Downstairs, we watched the kitchen helper Daisy (Sophie McShera) grow from an insecure mouse into a grownup with confidence, opinions and ambitions. Elsewhere downstairs, perhaps the most interesting evolution was Barrow (Robert James-Collier), who started out as an insidious weasel and became a sympathetic chap once he admitted who he really was.
That’s just a sample, and The Grand Finale generally reinforces these evolutions rather than introducing new twists. The fresh elements stem more from Fellowes’s fondness for amusing one-shots, which include a subtle allusion to Mr. Pamuk (fans will remember), a wonderful brief girl-talk exchange between Mrs. Hughes (Phyllis Logan) and Mrs. Patmore (Leslie Nicol) and a marvelous running gag built around guest star Noel Coward (Arty Froushan).

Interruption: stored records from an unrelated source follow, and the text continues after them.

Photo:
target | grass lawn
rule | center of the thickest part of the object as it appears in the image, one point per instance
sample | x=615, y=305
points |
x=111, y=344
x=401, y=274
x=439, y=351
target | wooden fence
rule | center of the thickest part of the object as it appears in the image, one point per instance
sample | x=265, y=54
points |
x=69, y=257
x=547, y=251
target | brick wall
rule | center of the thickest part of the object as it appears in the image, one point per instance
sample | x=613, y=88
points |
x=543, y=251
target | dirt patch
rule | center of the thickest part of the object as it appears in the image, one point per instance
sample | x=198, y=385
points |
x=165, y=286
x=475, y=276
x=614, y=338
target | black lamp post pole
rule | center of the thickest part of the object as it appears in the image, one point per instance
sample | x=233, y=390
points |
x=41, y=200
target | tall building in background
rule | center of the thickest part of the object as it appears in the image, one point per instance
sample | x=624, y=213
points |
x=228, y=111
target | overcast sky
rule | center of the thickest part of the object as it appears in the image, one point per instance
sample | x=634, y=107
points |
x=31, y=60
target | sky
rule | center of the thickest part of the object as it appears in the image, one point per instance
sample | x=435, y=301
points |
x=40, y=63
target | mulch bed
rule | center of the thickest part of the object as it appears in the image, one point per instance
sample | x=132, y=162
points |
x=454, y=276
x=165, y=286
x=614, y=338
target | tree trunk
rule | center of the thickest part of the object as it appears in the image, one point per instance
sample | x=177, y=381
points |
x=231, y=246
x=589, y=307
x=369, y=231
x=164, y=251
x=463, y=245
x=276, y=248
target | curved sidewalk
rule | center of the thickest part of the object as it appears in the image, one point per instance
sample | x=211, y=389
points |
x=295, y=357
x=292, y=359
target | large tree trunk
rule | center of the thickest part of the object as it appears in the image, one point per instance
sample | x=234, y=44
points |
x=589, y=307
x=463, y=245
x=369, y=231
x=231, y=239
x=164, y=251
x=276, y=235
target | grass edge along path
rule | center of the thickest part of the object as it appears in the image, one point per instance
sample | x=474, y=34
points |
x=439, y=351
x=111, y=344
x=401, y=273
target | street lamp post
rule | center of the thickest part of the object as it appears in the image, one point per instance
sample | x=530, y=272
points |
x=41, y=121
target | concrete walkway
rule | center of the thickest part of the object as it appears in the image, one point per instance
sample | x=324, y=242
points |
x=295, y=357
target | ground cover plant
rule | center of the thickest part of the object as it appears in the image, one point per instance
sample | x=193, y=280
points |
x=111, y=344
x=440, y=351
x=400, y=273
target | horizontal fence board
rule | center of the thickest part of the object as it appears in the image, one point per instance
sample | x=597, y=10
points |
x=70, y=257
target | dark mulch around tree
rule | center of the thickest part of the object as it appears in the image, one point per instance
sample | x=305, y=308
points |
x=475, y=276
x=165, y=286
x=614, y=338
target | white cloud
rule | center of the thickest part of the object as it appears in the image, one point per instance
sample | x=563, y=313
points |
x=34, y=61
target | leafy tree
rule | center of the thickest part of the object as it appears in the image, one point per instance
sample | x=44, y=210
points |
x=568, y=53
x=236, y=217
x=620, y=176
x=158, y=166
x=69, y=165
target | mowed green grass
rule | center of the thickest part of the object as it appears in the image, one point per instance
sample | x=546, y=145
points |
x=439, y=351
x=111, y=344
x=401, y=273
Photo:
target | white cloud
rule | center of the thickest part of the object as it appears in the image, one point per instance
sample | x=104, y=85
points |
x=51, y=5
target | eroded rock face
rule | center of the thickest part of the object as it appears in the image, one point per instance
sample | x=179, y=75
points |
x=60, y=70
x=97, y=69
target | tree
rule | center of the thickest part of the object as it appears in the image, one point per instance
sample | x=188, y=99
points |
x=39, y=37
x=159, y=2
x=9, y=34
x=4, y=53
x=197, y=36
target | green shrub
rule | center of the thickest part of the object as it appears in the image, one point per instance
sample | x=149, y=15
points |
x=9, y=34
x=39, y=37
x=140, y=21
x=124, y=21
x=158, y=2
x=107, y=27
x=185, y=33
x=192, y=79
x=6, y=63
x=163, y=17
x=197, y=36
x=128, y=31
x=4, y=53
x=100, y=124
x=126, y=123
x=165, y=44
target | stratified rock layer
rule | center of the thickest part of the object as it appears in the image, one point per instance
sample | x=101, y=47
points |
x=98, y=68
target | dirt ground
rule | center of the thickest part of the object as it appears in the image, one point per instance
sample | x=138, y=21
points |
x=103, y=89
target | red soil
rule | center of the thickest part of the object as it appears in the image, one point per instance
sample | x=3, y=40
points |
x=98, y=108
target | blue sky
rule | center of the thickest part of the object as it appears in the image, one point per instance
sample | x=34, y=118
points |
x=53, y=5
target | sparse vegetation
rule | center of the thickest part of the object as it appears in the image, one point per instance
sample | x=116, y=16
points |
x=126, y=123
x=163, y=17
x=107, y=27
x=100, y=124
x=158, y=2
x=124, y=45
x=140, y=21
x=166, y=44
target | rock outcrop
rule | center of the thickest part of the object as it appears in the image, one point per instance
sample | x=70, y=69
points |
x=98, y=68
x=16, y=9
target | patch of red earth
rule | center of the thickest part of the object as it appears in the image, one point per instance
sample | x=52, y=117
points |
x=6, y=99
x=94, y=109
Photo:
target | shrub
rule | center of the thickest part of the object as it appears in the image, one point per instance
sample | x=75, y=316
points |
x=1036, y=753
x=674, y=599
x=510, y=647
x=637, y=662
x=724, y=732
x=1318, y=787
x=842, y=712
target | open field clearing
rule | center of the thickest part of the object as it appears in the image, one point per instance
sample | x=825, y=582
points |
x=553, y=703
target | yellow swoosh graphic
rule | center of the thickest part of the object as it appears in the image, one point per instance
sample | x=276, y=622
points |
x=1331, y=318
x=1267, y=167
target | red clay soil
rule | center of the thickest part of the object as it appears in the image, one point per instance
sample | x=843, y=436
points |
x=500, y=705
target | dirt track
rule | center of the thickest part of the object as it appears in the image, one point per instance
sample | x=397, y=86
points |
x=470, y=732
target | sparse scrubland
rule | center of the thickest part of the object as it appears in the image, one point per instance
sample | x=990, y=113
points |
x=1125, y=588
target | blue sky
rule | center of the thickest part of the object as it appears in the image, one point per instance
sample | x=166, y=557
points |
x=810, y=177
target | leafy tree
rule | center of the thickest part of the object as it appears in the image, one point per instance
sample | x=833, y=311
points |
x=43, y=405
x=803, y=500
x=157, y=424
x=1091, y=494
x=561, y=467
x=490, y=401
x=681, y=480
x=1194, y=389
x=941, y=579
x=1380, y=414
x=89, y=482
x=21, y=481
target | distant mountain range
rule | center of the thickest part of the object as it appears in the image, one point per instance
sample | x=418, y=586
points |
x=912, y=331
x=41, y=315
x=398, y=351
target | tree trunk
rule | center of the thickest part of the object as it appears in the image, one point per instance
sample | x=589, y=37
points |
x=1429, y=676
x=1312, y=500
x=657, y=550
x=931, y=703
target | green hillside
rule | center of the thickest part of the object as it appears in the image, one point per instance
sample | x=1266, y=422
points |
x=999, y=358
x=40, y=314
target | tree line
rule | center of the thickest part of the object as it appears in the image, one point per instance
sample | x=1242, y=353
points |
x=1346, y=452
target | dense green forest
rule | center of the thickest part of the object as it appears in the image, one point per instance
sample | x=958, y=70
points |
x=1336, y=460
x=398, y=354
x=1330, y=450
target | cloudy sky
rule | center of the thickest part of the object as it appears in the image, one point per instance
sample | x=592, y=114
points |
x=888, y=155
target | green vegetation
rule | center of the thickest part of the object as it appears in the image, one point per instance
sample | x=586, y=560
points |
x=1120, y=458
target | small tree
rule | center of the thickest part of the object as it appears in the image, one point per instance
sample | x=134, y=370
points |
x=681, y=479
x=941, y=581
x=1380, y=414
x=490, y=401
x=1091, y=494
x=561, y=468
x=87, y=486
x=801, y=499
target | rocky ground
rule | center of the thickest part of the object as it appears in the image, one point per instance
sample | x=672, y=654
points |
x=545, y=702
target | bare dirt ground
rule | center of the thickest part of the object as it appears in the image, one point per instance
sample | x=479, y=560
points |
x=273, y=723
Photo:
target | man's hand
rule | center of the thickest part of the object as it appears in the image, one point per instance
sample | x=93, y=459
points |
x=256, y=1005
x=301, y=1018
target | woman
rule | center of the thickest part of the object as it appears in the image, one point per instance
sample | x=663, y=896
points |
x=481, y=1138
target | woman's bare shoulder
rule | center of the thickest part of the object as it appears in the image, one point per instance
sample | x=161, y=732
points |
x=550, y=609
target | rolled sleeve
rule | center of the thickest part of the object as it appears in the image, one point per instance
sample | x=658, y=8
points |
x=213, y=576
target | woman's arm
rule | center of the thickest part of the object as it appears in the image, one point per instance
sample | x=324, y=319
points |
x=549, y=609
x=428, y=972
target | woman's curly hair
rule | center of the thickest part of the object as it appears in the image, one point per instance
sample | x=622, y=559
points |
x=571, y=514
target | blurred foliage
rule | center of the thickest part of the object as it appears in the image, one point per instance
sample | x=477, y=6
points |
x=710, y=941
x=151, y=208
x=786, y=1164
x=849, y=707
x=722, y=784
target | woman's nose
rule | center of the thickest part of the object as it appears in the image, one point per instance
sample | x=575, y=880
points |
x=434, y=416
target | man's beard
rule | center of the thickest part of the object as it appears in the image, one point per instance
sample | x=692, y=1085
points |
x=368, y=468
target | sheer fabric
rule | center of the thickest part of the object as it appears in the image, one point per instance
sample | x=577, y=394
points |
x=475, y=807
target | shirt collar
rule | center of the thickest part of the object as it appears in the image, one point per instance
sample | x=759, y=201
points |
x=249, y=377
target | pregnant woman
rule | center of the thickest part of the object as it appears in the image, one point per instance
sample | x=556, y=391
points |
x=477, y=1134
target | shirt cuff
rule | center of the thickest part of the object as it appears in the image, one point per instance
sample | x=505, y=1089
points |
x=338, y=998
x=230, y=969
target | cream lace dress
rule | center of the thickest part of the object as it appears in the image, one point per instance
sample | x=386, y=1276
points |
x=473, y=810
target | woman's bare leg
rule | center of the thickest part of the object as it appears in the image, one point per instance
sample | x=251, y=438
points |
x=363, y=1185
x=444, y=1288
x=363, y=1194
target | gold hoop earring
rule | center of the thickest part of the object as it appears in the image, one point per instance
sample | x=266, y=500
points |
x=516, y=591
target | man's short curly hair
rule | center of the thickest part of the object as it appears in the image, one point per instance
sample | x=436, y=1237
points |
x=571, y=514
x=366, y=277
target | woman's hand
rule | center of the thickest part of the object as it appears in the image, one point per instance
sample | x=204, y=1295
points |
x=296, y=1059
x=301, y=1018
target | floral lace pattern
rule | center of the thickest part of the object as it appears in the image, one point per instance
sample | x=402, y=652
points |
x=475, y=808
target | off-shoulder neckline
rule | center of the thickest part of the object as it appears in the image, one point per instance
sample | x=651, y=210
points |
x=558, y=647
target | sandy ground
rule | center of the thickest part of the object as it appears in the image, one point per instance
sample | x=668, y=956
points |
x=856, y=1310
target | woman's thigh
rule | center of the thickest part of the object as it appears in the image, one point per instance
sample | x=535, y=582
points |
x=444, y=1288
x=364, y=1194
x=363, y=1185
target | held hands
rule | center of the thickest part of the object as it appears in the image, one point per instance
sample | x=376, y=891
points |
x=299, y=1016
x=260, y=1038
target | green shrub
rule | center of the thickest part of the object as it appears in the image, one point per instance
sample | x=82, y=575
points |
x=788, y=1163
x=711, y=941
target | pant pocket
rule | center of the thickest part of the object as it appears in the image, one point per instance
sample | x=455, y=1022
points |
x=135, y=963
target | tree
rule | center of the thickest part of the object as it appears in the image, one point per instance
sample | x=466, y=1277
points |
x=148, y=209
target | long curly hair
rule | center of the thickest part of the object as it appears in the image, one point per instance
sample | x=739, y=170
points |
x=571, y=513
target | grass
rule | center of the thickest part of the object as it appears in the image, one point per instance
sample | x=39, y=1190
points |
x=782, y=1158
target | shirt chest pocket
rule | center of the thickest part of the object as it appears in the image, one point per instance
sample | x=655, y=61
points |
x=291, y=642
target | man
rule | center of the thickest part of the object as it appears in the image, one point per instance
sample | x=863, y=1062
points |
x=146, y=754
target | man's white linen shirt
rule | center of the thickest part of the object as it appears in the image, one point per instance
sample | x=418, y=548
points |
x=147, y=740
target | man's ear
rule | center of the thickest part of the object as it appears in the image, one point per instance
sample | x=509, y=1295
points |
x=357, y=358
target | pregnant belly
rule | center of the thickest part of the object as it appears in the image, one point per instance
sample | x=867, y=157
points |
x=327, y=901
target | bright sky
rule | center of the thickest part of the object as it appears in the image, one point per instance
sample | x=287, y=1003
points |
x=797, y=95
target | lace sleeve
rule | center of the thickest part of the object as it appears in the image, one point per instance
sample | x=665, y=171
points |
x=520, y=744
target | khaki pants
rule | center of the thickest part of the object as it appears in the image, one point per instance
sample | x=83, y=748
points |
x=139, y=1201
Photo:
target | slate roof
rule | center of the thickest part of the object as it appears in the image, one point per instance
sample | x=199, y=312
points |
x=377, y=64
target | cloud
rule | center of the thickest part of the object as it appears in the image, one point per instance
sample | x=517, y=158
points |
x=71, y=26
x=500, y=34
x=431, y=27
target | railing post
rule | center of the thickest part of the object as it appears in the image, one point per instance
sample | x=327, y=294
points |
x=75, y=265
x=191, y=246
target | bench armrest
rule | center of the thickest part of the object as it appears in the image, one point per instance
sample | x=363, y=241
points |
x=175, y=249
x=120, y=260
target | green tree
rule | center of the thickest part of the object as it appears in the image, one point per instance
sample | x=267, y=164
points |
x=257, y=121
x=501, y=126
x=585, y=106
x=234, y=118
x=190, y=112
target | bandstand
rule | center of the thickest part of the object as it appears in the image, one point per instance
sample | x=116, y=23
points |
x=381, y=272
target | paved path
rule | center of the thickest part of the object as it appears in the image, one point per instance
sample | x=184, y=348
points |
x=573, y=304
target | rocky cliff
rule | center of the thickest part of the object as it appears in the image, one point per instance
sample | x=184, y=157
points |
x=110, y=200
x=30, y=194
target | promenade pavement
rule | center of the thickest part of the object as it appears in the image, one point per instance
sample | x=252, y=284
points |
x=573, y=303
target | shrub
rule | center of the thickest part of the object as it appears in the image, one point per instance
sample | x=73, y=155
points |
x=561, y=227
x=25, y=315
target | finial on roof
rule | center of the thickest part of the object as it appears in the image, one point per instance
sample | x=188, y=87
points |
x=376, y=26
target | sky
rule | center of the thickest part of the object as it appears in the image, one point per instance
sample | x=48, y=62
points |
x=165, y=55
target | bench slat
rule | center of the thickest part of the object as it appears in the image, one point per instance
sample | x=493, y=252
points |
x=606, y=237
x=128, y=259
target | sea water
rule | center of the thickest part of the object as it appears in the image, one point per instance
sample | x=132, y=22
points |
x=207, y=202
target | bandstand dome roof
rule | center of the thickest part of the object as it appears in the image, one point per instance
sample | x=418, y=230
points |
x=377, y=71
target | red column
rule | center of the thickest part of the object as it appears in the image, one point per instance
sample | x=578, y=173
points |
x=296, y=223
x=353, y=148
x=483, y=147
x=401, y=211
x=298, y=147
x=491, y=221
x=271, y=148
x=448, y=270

In any event, a lot can happen in 18 years, especially when they include a World War and the Roaring Twenties, and the Downton Abbey world we leave at the end of The Grand Finale in many ways little resembles the world to which we were introduced a decade ago.
But the 18 years we knew it were good years in which to know it, and chronicling those changes was doubtless what intrigued Fellowes in the first place.
Assuming this really is the end for Downton Abbey, saddened fans might find some consolation if either or both of two reports turns out to be true.
The first is that Fellowes has hinted he might develop a prequel series that would focus on the young Violet and the rather rambunctious life at which she hinted a couple of times in the Downton series.
The second is that Fellowes might write a couple of Downton characters, that is, their younger selves, into his current HBO Max series The Gilded Age. One of the Gilded Age characters is a wealthy young American woman who, like Lady Grantham (Elizabeth McGovern), married into an aristocratic British family that has status but needs money. Since The Gilded Age is set around the time Robert Crawley and Cora would have wed, some interaction would not be inconceivable.
Downton Abbey’s life may be finite. Not so our pleasure in gentle fantasy.